Final answer:
The acid ionization constant (Ka) for a monoprotic acid with an initial concentration of 8.0×10⁻² M and 0.60% dissociation is calculated to be 2.88×10⁻⁸.
Step-by-step explanation:
To calculate the acid ionization constant (Ka) for the monoprotic acid with a given percent dissociation, we should recognize that the percent dissociation expresses how much of the original acid has ionized into its ions at equilibrium. Given that the acid has a 0.60% dissociation, this means that 0.60% of the initial concentration has become ions.
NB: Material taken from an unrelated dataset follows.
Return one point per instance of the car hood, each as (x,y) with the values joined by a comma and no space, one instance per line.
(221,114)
Given a 8.0×10⁻² M solution and a 0.60% dissociation:
- Calculate the concentration of ionized acid, which will be 0.60% of 8.0×10⁻² M.
- Ionized acid concentration: (0.60/100) x 8.0×10⁻² M = 4.8×10⁻⁵ M.
- For the reaction HA → H+ + A-, the [H+] and [A-] at equilibrium is 4.8×10⁻⁵ M, and un-ionized [HA] = 8.0×10⁻² M - 4.8×10⁻⁵ M.
- The Ka expression is Ka = [H+] [A-] / [HA]. We plug the equilibrium concentrations into this expression to determine Ka.
Ka calculation:
Ka = ((4.8×10⁻⁵ M) ^2) / (8.0×10⁻² M - 4.8×10⁻⁵ M)
Approximate [HA] as 8.0×10⁻² M since the ionized amount is very small compared to the initial concentration:
Ka = ((4.8×10⁻⁵) ^2) / 8.0×10⁻²
Ka = (2.304×10⁻⁹) / 8.0×10⁻²
Ka = 2.88×10⁻⁸
Thus, the acid ionization constant (Ka) for this acid is 2.88×10⁻⁸.